Although, I think it’d be funny to tell them about the time I went to this hillbilly diner on the side of the highway, presumably segregated from their rowdy white patrons, and was seated on the barren side of the restaurant. I’m pretty sure I was racially profiled. At the same time, it’d be neat to tell them about how the kindest public bus driver named John drove me 40 minutes to my hotel after his last stop, because I was dumb as fuck and took the wrong bus.

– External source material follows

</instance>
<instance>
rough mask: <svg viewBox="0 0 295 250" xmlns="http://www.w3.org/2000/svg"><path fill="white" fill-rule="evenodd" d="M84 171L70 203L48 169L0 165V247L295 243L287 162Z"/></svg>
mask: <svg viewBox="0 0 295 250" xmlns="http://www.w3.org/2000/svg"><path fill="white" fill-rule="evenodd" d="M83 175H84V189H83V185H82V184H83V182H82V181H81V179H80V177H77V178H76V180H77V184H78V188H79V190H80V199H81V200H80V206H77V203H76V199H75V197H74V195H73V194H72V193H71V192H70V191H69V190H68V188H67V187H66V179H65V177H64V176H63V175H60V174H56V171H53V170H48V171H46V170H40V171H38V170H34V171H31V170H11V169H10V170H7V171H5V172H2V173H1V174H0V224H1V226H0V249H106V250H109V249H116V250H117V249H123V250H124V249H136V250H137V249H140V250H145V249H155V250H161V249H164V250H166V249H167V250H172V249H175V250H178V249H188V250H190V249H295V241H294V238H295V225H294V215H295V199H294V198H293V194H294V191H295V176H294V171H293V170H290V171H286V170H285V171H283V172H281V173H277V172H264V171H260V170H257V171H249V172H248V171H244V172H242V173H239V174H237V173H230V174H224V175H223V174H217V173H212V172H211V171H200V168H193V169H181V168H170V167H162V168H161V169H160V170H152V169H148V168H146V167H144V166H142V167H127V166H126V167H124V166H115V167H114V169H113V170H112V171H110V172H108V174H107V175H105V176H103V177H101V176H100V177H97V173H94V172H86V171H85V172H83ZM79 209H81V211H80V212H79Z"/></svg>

I could go on about how we had the house all to ourselves for two whole weeks—sleeping on the floor, burning my internship money by eating slop-takeout everyday, and us going shopping to stock the house, you making fun of me and later telling your friends how I’d rip the cardboard boxes into tinier and tinier pieces just to maximize space in the trash bin that later turned out to be the Leaning Tower of New Jersey, running through the unprompted storm to grab the car after our ceramic painting workshop, and nearly crashing your car which would’ve been entirely my fault—but it’d be too verbose.

Whenever the conversation about New Jersey flickers out, the nostalgic feelings of agency, curiosity, adventure, love, intimacy, authenticity, connection, vulnerability, carelessness, equanimity, and comfort wither in parallel. Glancing across the room, thinking of what else to say, the awkward pause reels me back into the reality that I’m standing in a packed ~200sqft living room at a San Francisco new-grad party, everyone I talked to is from Waterloo, and I’m still stuck in the soul-sucking-suburbs of California.

Funnily enough, I used to think that those same feelings of life that I miss and yearn for only exist in New Jersey. After intentionally looking and walking around both neighborhoods, I came to a conclusion that New Jersey is just a regular suburb on the east coast with more trees than silicon—and turnpikes.